ただ、客筋が悪化しようとも客は客です。しかも、サービス提供する事業者からすると、サイコ・セントリック(ラガード)のほうが御しやすい。既に定型化されたサービスを提供すれば良いからです。対して、アロ・セントリックな人々は、人数が少ないし、何が響くのかも見えにくいため、対応が難しい。これは、本質的に事業者にとってはマス・ツーリズムが展開される方が好ましい関係にあることを示しています。

結果、事業者もマス・ツーリズムを焚きつけていきます。その延長線で生じるのがオーバー・ツーリズムというわけです。もちろん、コロナ禍前のオーバー・ツーリズムは、アジアを始めとする新興国での経済成長など需要規模が急激に増大するという背景があったことは、マスター・ピースでした。

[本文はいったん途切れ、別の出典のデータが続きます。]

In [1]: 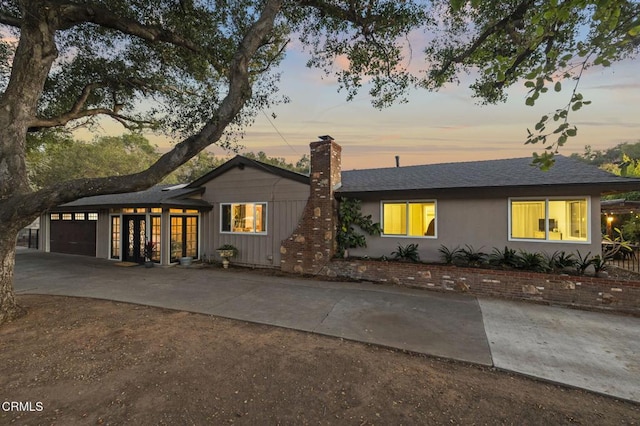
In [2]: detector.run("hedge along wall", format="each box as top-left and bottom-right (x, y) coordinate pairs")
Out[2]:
(322, 259), (640, 315)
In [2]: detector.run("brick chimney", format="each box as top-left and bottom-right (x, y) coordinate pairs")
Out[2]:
(280, 136), (342, 274)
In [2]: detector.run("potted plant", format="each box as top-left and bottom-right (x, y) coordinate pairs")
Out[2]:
(216, 244), (238, 269)
(144, 240), (156, 268)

が、「観光客が短時間に増える」ということが、どういう意味を持つのかということについての理解が足りていなかったのも、また、事実でしょう。

なぜ30年忘れられていたのか

では、なぜ、30年前の教訓、概念がその後、活かされなかったのでしょうか。

その理由は、1990年代、マス・ツーリズムに対抗するオルタナティブ・ツーリズムとして提唱されたサスティナブル・ツーリズムが学術界での議論にとどまり、実業の世界に出ていかなかった、より率直に言えば反発を受け、潰されたことにあります。

サスティナブル・ツーリズムの基本は、市場を、アロ・セントリックに限定して維持しようということにあります。つまり、客数増を抑制し、経験値が高く、自立的で自律的な人々を対象とした観光を作っていこうという考えです。そして、これを具現化したものがエコ・ツーリズムやグリーン・ツーリズムとなります。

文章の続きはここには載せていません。